With that in mind, why should we care about mupirocin resistance? Well, there are instances were mupirocin has more established benefits in the literature and one is in surgical site infection prevention. The issue with most infection prevention intervention studies is that most outcomes like SSIs are rare (fortunately) and research budgets are small, which leads to numerous underpowered quasi-experimental studies. The problem with this type of literature base is that it can lead to unnecessary controversy with clinicians cherry-picking study results to support their specific hypothesis.
To make use of such a literature base and scientifically determine the benefits of nasal decolonization (and other interventions), Marin Schweizer and Loreen Herwaldt at the University of Iowa completed a meta-analysis of SSI prevention intervention studies in cardiac and orthopedic surgery, which was published today in the BMJ (free open access). (COI note: I'm a co-author on the paper and was an independent reviewer/data abstracter) After screening 1423 articles published between 1995 and 2012, they identified 39 studies of moderate to high quality. 17 studies assessed the benefits of nasal decolonization (16 mupirocin and 1 nasal CHG), 15 studied glycopeptide prophylaxis and seven examined the bundle: screening+nasal decolonization+vancomycin). The pooled effects were quite impressive.
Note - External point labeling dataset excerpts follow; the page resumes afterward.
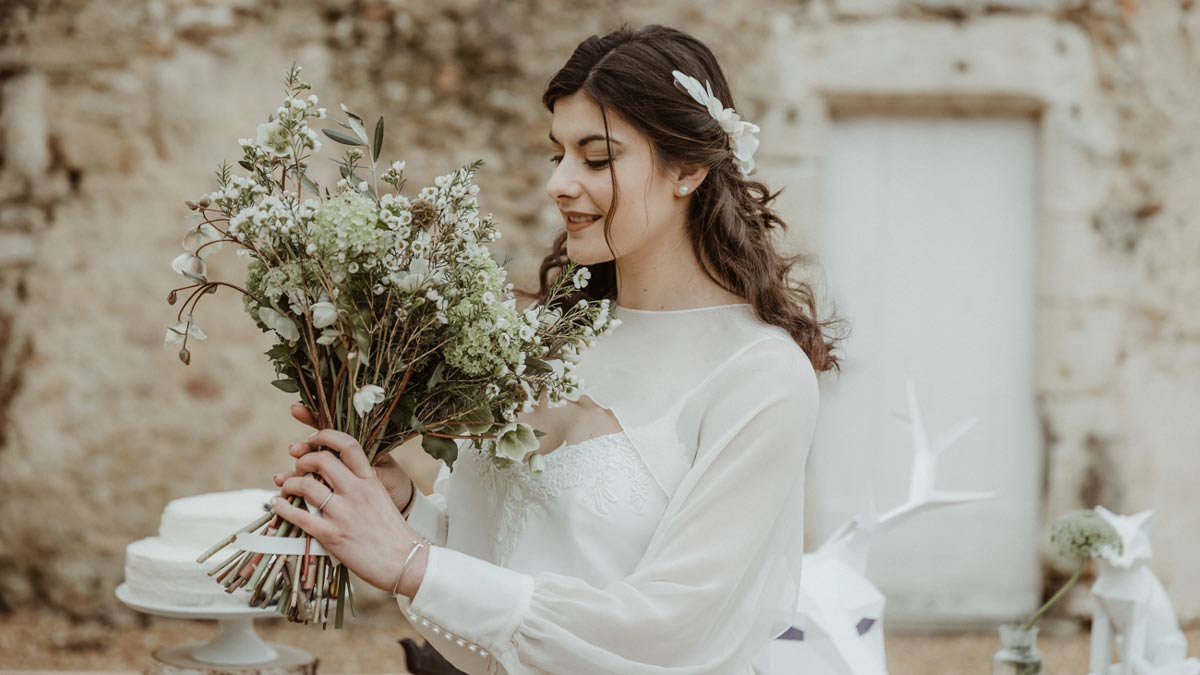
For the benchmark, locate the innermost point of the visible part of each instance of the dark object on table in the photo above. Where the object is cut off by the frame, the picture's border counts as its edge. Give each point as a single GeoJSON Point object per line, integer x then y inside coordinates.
{"type": "Point", "coordinates": [424, 659]}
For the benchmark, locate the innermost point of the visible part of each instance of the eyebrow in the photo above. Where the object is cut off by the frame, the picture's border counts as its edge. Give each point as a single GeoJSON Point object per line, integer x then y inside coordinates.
{"type": "Point", "coordinates": [587, 139]}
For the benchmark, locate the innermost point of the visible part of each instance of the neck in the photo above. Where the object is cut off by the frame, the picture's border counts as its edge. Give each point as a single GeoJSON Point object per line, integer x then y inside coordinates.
{"type": "Point", "coordinates": [666, 275]}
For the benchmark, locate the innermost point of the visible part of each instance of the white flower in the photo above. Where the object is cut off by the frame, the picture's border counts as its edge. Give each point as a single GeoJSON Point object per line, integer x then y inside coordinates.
{"type": "Point", "coordinates": [329, 336]}
{"type": "Point", "coordinates": [323, 315]}
{"type": "Point", "coordinates": [196, 239]}
{"type": "Point", "coordinates": [280, 323]}
{"type": "Point", "coordinates": [515, 440]}
{"type": "Point", "coordinates": [175, 333]}
{"type": "Point", "coordinates": [191, 266]}
{"type": "Point", "coordinates": [412, 280]}
{"type": "Point", "coordinates": [741, 133]}
{"type": "Point", "coordinates": [581, 278]}
{"type": "Point", "coordinates": [367, 396]}
{"type": "Point", "coordinates": [557, 366]}
{"type": "Point", "coordinates": [274, 139]}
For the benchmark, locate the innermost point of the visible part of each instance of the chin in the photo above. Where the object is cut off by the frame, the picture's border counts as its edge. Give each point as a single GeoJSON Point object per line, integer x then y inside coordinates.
{"type": "Point", "coordinates": [587, 252]}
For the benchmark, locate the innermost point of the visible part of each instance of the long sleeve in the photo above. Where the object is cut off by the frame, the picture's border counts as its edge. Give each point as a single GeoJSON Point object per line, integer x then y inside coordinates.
{"type": "Point", "coordinates": [429, 514]}
{"type": "Point", "coordinates": [718, 581]}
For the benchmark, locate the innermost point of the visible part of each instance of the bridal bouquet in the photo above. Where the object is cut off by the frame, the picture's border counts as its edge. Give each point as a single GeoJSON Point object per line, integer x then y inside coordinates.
{"type": "Point", "coordinates": [391, 318]}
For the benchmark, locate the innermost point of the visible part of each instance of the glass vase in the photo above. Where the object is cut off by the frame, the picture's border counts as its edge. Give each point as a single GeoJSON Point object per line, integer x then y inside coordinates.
{"type": "Point", "coordinates": [1018, 653]}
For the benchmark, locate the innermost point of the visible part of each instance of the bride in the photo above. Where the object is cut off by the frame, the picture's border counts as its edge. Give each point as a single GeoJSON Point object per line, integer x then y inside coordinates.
{"type": "Point", "coordinates": [665, 533]}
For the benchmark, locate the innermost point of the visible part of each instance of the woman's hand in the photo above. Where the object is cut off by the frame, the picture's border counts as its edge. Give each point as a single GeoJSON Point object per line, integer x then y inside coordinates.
{"type": "Point", "coordinates": [389, 472]}
{"type": "Point", "coordinates": [359, 524]}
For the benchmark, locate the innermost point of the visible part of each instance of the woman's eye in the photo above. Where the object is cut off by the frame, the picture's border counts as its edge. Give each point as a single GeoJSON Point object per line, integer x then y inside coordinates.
{"type": "Point", "coordinates": [595, 163]}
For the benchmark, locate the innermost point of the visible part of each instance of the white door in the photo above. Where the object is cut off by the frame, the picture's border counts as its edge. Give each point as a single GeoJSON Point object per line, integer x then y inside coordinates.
{"type": "Point", "coordinates": [928, 245]}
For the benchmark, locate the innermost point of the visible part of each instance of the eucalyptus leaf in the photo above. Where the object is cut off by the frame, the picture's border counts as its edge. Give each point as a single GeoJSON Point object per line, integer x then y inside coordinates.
{"type": "Point", "coordinates": [478, 420]}
{"type": "Point", "coordinates": [436, 377]}
{"type": "Point", "coordinates": [378, 141]}
{"type": "Point", "coordinates": [359, 130]}
{"type": "Point", "coordinates": [363, 339]}
{"type": "Point", "coordinates": [444, 449]}
{"type": "Point", "coordinates": [312, 186]}
{"type": "Point", "coordinates": [343, 138]}
{"type": "Point", "coordinates": [288, 386]}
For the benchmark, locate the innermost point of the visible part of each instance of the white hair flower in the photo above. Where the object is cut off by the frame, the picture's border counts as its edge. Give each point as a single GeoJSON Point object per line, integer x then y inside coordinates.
{"type": "Point", "coordinates": [742, 139]}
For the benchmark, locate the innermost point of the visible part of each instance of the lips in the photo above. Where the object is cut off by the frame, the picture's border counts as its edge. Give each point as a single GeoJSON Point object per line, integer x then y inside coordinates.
{"type": "Point", "coordinates": [577, 220]}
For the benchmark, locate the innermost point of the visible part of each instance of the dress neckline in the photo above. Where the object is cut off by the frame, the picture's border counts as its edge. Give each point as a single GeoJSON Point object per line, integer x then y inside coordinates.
{"type": "Point", "coordinates": [624, 309]}
{"type": "Point", "coordinates": [582, 443]}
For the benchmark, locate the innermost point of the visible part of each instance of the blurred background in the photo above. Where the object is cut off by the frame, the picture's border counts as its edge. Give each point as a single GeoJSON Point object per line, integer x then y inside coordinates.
{"type": "Point", "coordinates": [1000, 196]}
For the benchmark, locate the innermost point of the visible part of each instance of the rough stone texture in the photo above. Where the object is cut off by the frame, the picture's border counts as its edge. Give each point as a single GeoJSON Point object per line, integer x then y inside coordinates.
{"type": "Point", "coordinates": [112, 113]}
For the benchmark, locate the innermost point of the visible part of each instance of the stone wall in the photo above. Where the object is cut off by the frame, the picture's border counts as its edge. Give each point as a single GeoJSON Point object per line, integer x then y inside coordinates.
{"type": "Point", "coordinates": [113, 113]}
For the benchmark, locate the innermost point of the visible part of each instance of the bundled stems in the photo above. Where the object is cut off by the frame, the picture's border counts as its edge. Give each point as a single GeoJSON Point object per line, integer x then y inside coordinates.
{"type": "Point", "coordinates": [299, 586]}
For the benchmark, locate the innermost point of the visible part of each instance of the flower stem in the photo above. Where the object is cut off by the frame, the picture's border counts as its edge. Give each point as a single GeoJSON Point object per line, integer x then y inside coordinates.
{"type": "Point", "coordinates": [1057, 596]}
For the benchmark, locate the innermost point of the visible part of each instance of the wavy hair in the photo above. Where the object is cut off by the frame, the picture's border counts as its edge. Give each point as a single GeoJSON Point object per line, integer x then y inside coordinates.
{"type": "Point", "coordinates": [730, 219]}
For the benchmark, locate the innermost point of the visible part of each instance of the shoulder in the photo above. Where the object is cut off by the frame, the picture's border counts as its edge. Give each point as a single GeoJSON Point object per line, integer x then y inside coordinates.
{"type": "Point", "coordinates": [765, 368]}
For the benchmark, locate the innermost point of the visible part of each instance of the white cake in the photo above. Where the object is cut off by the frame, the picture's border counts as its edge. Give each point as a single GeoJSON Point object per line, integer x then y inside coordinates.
{"type": "Point", "coordinates": [163, 571]}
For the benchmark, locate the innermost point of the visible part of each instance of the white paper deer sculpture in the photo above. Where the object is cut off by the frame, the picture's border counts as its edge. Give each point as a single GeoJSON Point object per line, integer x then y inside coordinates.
{"type": "Point", "coordinates": [839, 622]}
{"type": "Point", "coordinates": [1131, 610]}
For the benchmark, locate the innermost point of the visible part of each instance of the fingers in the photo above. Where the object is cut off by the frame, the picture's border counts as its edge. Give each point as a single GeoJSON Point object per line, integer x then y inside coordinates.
{"type": "Point", "coordinates": [310, 489]}
{"type": "Point", "coordinates": [329, 467]}
{"type": "Point", "coordinates": [299, 449]}
{"type": "Point", "coordinates": [307, 521]}
{"type": "Point", "coordinates": [304, 414]}
{"type": "Point", "coordinates": [347, 447]}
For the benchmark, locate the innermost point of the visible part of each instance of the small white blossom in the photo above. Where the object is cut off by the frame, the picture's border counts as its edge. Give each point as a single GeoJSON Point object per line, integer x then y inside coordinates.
{"type": "Point", "coordinates": [367, 396]}
{"type": "Point", "coordinates": [280, 323]}
{"type": "Point", "coordinates": [324, 315]}
{"type": "Point", "coordinates": [187, 327]}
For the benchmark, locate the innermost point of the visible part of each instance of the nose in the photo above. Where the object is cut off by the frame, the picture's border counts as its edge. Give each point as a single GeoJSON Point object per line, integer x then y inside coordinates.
{"type": "Point", "coordinates": [563, 185]}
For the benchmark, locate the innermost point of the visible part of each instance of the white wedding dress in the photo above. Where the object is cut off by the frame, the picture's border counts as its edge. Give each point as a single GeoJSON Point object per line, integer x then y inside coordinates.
{"type": "Point", "coordinates": [671, 547]}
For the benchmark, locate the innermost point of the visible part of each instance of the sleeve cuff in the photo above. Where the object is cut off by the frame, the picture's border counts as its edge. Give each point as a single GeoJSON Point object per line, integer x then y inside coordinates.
{"type": "Point", "coordinates": [467, 598]}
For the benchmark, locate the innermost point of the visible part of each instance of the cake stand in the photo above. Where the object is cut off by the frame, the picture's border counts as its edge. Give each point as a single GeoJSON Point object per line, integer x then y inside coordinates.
{"type": "Point", "coordinates": [235, 644]}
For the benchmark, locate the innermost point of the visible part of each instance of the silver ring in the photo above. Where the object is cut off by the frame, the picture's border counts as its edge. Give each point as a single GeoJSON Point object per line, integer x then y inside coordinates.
{"type": "Point", "coordinates": [325, 502]}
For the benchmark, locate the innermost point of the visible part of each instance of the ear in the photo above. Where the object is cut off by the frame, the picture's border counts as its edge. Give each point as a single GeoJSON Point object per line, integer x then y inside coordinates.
{"type": "Point", "coordinates": [693, 174]}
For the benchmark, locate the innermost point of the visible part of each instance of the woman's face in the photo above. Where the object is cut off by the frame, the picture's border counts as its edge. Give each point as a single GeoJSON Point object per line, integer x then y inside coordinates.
{"type": "Point", "coordinates": [648, 215]}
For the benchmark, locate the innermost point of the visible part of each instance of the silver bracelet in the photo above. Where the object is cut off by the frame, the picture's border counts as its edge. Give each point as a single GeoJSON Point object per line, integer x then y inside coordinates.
{"type": "Point", "coordinates": [395, 587]}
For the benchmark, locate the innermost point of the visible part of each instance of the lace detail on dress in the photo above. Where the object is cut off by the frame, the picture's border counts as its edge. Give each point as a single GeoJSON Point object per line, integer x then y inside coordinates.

Nasal decolonization was associated with a 61% reduction in S. aureus SSIs, a 70% reduction in MRSA SSIs and a 50% reduction in MSSA SSIs. Glycopeptide prophylaxis was associated with a 60% reduction in MRSA SSIs while the full bundle was associated with a significant reduction in S. aureus, MRSA, MSSA and Gram-positive SSIs. I have pasted the table below (click to magnify), but since the full article is open access, you can also read the full article at BMJ.
This meta-analysis guided the implementation of an ongoing trial funded by AHRQ, so more data are coming soon. But what to make of this paper in the context of the recent REDUCE MRSA trial? I myself am concerned that widespread mupirocin use in all ICU patients will select for resistant S. aureus isolates and render this highly-effective SSI bundle ineffective in short order. It will be sad to watch this example of the 'tragedy of the commons' play out in real time, as I suspect we will. And we will only have ourselves to blame. The data is right before our eyes.
So... whether to foresake a current known benefit (SSI) for a future potential risk (antibiotic resistance). This is always the rub, aye?
ReplyDeleteThe problem is the future risk has too may unknowns, e.g. speed to resistance, scope of resistance, consequences of resistance, cost to remedy resistance in the future.
Is the current state of knowledge of antibacterial resistance sufficient to make a sound decision, or...
Do we need more science on future antibiotic resistance?